The Internal Revenue Service (IRS) is preparing to purchase a state-of-the-art Nvidia SuperPod AI supercomputer to bolster its machine learning capabilities, with applications ranging from fraud detection to taxpayer behavior analysis.

This acquisition is part of a broader governmental effort to integrate artificial intelligence into federal operations, replacing traditional bureaucracy with automated systems.

According to a recently uncovered 5 February acquisition document, the IRS computing center in Martinsburg, West Virginia, will house the advanced AI cluster.

The setup will consist of 31 Nvidia servers, each powered by eight of the company's flagship Blackwell processors. While the hardware has not yet been purchased or installed, SuperPod systems typically start at $7 million. The contract materials also mention a significant memory upgrade from Nvidia.

Despite being smaller than the AI-training data centers operated by companies such as OpenAI and Meta, the SuperPod remains a formidable computing resource. Nvidia markets the system as a comprehensive AI training and inference solution, making it a powerful tool for machine learning applications. Similar government AI investments include MITRE Corporation’s $20 million SuperPod setup, aimed at developing AI models for federal agencies.
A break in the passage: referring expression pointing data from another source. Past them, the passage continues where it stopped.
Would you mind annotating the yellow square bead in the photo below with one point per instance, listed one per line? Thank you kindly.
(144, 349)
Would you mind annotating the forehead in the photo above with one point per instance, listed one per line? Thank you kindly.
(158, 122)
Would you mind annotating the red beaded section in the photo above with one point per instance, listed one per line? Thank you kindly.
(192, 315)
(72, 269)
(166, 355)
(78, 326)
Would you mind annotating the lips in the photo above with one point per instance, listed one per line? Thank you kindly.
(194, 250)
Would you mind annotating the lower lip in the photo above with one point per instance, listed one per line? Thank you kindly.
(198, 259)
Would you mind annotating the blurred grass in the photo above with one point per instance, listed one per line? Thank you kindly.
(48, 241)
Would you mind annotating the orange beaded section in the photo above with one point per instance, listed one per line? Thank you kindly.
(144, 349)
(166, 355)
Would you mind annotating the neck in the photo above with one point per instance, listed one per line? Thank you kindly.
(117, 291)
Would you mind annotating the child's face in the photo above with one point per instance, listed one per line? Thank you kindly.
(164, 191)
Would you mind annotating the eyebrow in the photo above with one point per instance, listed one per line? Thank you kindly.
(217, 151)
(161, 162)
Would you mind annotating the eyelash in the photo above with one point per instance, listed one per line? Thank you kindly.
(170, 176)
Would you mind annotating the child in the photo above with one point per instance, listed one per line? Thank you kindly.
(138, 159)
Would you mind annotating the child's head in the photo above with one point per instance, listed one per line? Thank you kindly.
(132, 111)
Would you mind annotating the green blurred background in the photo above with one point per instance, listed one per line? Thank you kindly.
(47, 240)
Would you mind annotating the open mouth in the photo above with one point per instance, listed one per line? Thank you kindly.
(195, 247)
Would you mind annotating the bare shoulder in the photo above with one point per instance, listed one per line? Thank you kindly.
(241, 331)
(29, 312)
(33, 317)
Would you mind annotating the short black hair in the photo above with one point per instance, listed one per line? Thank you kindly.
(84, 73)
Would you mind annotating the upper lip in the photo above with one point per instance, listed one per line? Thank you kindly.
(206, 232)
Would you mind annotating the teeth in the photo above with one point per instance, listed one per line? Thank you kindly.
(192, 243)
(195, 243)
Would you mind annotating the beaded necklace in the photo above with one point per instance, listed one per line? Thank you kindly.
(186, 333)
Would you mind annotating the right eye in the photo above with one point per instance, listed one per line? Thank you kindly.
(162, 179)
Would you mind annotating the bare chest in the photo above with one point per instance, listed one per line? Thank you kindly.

The exact nature of the IRS’s intended use for the SuperPod remains unclear as the taxman is being really quiet about it. It appears to have been fleshed out under the previous President as a 2024 Treasury Inspector General for Tax Administration report identified 68 AI-related projects underway at the IRS. The purchase materials state that the IRS requires a “robust and scalable infrastructure” to handle complex machine learning workloads, highlighting the SuperPod’s role in this effort.

The IRS Research, Applied Analytics, and Statistics (RAAS) division will oversee the SuperPod. RAAS has previously employed machine learning for automated fraud detection, identity theft prevention, and deeper insights into taxpayer behavior. The acquisition suggests that the IRS is advancing its AI capabilities significantly, raising questions about how artificial intelligence will shape future tax enforcement and oversight.